Lenders to troubled Black Country infrastructure giant Carillion have rejected a rescue plan for the debt-laden group, it has emerged.
A business plan tabled by the group on Wednesday was knocked back because it failed to present a solid proposition for restructuring the business.
Sources have also told the Press Association that the proposal's methodology was found wanting but talks are ongoing.
It comes as the Government, pension authorities and stakeholders are meeting today in an attempt to thrash out a rescue package for the firm that would help it avoid collapse.
Carillion led the development of the Library of Birmingham, which opened in 2013, and is also working on the £700 million city centre Paradise project and last year won tunnelling contracts for high-speed rail line HS2.
But the listed, Wolverhampton-based group is struggling under £900 million of debt and a £590 million pension deficit so will use the meeting to discuss plans for securing its long-term future.
It has also been without a permanent chief executive since July when Richard Howson stepped down in the wake of the firm issuing a profit warning.
And last week an investigation was launched by the Financial Conduct Authority into the timeliness and content of announcements made by Carillion during a seven-month period.
Unions have urged the Government to step in to protect 19,500 jobs that are now at risk.
Shadow business secretary Rebecca Long-Bailey said: "The collapse of Carillion could provoke a serious crisis.
"It would have major implications for the outsourced government contracts the company holds as well as the firm's thousands of workers, those in the supply chain and those who rely on Carillion's pension fund.
"The Government, which, despite warnings, carried on with its programme of outsourcing public services to this company, must stand ready to bring these contracts back into public control, stabilise the situation and safeguard our public services."
Talks between the group and lenders HSBC, Barclays, Santander and Royal Bank of Scotland have centred on options to reduce debts, recapitalise or restructure the group's balance sheet.
A Government spokeswoman said: "Carillion is a major supplier to the Government, with a number of long-term contracts.
"We are committed to maintaining a healthy supplier market and work closely with our key suppliers.
"The company has kept us informed of the steps it is taking to restructure the business."
The Pensions Regulator would not comment on whether it was attending specific meetings, but a spokesman said: "We have been and remain closely involved in discussions with Carillion and the trustees of the pension schemes as this situation has unfolded.
"We will not comment further unless it becomes appropriate to do so."
Rehana Azam, national officer of the GMB union, said: "First and foremost, workers' jobs must be protected.
"It's not right that GMB members working for Carillion should face uncertainty and insecurity through no fault of their own.
"Handing Carillion bosses a blank cheque bailout is completely unacceptable - company bosses should not be rewarded for failure with public money."
A statement from Carillion said: "The company met with representatives of its creditor groups to present its business plan on January 10, 2018.
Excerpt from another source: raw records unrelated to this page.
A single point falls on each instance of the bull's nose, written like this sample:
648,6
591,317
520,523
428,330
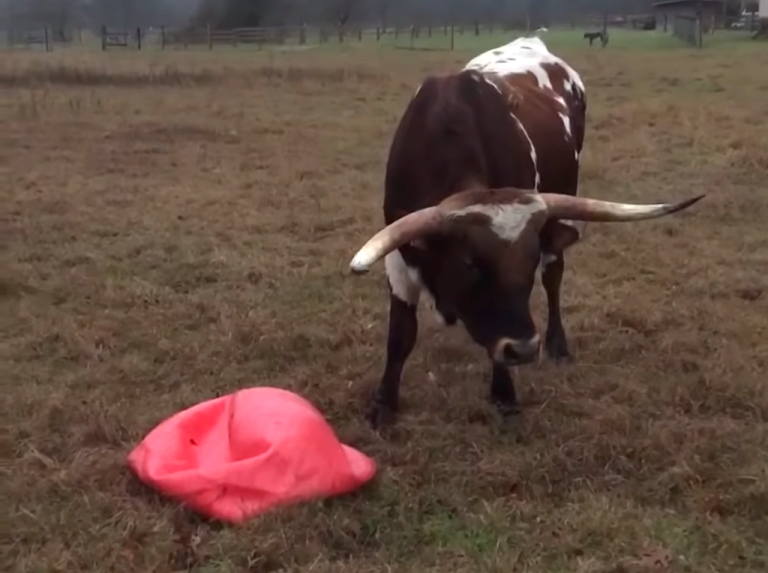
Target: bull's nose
517,351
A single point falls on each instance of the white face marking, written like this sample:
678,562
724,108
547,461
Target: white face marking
546,259
522,56
492,83
534,158
508,220
405,281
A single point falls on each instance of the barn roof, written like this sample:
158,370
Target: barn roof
673,3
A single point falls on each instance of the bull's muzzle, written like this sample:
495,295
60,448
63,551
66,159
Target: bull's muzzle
515,352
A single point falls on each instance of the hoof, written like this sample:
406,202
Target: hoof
557,351
381,415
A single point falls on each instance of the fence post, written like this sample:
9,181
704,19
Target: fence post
699,39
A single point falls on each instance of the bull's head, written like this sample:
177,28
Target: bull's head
478,252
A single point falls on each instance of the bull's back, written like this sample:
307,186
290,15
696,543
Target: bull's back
547,97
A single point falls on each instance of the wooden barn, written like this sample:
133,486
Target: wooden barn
708,12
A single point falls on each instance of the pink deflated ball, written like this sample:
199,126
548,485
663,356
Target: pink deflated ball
240,455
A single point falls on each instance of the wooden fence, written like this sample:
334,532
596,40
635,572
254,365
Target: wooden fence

"Further to this presentation, Carillion continues to engage in constructive discussions with a range of financial and other stakeholders regarding options to reduce debt and strengthen the group's balance sheet.
"Suggestions that Carillion's business plan has been rejected by stakeholders are incorrect.
"It is too early to predict the outcome of these discussions but Carillion expects that any such agreement is likely to involve the raising of new capital and the conversion of existing financial indebtedness to equity which would result in significant dilution to existing shareholders.
"As part of its engagement with stakeholders, Carillion is in constructive dialogue in relation to additional short term financing while the longer term discussions are continuing."